Yesterday another FTSE100 company - the building firm Wolseley - announced that it would be headquartering outside the UK, partly because of Britain's increasingly uncompetitive tax system. They follow WPP, Brit Insurance, United Business Media, Regus, Charter, Ineos, Henderson, Shire and Informa - taking jobs and tax revenues with them. The exodus would only get worse if Ed Miliband pursued his high-taxing policies. Osborne, himself, cannot afford complacency, however. Even if he succeeds in meeting his deficit targets he'll only take Britain back to the size of state that we had in 2007, when Britain was already sliding down league tables for international competitiveness.
In The Times (£), Miles Templeman of the Institute of Directors warns that the exodus might be about to accelerate:
"Some commentators claim that the rate of exodus from the UK of parent companies for tax reasons has slowed in the past two years. And certainly company boards have probably been more focused on guiding their businesses through the recession than devoting time to considering the relative tax advantages of different countries. But with a slow economic recovery under way that moment has passed. Finance directors are looking at their options, as we have seen in the case of Wolseley. The UK’s increasingly poor tax competitiveness will be a big factor in determining where companies locate."

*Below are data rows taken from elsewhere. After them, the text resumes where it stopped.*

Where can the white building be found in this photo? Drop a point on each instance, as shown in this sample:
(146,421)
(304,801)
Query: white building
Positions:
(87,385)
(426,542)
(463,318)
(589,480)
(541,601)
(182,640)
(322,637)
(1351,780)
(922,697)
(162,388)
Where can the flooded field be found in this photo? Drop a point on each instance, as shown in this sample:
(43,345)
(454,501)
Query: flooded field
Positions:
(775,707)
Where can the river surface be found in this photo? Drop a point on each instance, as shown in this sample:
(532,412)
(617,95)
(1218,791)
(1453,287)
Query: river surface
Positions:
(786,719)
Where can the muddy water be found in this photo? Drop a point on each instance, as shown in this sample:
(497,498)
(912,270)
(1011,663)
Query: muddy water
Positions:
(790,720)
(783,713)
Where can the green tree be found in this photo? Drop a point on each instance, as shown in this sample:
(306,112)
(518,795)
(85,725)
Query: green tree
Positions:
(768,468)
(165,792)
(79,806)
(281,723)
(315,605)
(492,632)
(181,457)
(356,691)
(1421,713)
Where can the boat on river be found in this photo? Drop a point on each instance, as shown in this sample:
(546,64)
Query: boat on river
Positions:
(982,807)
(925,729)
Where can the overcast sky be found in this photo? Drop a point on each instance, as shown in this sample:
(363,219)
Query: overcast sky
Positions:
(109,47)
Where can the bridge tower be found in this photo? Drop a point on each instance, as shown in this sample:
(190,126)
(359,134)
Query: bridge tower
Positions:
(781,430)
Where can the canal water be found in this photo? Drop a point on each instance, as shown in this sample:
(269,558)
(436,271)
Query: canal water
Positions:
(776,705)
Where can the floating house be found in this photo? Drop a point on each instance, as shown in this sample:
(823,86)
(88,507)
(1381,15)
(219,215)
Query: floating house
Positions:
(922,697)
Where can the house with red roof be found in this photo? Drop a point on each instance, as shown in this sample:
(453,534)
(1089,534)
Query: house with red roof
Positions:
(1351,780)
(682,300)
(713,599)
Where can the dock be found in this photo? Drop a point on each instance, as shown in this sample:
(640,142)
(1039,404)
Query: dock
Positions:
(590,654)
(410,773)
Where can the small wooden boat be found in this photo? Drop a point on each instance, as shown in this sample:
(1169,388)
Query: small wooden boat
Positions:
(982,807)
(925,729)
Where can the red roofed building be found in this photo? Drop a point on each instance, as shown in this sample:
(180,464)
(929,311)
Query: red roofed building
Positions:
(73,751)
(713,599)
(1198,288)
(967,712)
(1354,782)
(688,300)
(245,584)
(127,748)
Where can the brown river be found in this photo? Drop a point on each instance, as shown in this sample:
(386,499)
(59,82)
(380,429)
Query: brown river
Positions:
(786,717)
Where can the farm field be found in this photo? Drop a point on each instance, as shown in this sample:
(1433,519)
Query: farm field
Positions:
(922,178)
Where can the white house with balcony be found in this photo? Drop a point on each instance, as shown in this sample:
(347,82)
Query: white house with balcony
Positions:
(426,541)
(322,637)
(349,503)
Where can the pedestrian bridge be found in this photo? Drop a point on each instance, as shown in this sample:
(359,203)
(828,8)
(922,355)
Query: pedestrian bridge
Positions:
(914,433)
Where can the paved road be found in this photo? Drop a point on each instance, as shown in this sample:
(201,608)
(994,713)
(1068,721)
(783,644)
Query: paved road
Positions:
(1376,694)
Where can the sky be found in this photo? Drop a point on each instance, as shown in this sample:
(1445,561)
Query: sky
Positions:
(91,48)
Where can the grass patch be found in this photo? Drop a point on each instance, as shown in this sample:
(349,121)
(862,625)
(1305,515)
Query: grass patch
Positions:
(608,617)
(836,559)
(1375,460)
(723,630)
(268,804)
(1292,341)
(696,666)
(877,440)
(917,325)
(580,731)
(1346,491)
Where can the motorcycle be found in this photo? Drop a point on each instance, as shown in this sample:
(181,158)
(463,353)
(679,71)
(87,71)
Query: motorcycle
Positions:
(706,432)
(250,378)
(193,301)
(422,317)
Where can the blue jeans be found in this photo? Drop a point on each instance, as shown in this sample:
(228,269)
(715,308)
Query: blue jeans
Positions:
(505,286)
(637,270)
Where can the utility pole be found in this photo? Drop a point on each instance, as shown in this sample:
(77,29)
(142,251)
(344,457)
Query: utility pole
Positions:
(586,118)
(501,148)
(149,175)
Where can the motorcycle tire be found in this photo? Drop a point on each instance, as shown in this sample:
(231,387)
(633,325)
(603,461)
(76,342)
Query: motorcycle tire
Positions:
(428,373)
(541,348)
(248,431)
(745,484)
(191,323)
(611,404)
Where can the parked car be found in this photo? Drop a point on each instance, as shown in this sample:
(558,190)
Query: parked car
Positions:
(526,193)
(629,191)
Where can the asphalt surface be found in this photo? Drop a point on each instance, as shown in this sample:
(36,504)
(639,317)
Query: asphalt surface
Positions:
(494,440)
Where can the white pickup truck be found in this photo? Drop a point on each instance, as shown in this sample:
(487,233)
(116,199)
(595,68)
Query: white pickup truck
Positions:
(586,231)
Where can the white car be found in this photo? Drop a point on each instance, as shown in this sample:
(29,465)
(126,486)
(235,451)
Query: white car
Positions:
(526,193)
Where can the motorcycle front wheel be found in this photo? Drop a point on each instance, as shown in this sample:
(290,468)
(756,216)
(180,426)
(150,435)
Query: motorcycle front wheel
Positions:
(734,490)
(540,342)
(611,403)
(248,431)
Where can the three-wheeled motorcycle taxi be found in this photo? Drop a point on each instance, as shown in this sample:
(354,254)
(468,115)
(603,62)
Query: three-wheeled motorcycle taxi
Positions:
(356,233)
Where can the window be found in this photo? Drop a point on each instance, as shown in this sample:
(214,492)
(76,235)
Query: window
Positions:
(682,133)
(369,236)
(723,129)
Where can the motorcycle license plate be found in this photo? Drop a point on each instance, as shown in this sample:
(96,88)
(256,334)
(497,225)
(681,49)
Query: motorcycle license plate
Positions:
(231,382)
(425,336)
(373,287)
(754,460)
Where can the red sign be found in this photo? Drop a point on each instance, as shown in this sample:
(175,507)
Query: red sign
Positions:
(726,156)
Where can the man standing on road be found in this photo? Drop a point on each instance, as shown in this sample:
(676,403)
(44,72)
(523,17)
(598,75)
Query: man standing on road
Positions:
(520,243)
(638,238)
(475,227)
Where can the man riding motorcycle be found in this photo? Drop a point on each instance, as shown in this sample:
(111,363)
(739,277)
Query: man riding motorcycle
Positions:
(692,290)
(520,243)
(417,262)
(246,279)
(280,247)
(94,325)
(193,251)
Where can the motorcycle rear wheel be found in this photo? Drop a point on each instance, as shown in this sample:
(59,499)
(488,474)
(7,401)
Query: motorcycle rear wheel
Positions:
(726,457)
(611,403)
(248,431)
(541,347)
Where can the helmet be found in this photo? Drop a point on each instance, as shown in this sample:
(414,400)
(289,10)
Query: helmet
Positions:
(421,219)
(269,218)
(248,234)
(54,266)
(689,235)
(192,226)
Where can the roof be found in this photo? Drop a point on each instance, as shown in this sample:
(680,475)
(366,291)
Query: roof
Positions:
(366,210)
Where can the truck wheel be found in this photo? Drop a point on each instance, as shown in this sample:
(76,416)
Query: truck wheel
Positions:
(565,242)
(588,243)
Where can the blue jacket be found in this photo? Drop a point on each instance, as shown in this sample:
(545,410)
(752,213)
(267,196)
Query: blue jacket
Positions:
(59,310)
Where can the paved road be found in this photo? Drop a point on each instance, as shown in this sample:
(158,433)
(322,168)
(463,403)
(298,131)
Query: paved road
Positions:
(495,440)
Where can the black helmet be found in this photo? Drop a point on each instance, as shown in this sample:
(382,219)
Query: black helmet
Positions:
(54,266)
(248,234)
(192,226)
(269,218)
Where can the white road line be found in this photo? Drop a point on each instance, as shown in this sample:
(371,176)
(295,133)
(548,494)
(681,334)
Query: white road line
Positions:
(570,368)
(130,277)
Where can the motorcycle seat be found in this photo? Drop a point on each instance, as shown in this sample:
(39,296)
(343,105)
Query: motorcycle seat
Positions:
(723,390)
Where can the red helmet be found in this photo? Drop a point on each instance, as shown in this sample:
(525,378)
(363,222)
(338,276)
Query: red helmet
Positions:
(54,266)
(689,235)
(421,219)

Mr Templeman says current Coalition moves on tax competitiveness are inadequate:
"The coalition is heading in the right direction, but there is a long way to go. A 24% rate of corporation tax is an improvement, but even that will not make the UK remotely attractive. And while the Government has moved to reverse the overall effect of the 1 per cent increases in national insurance rates, there are still some losers from those increases. We have also not seen a timetabled commitment to removing the 50% income tax rate."
Conservatives like Lord Forsyth have long argued that we need to be cutting some taxes now in order to get the economy motoring. On his blog this morning, John Redwood urges lower tax rates if we are to avoid "footloose" businesses and entrepreneurs leaving for friendlier jurisdictions.
George Osborne's lack of belief in the supply-side benefits of tax cuts - and his appointment of Robert Chote to head the Office of Budget Responsibility - gives him little room to argue that lower taxes can often pay for themselves in the medium-term. What he does need to do, at the very least, is more rebalancing of the tax system. That means higher taxes on unproductive activities (high value properties and 'sin') to fund lower taxes on productive activities (jobs and investment). That - alongside reform of schools and welfare - is what businesses need to hear.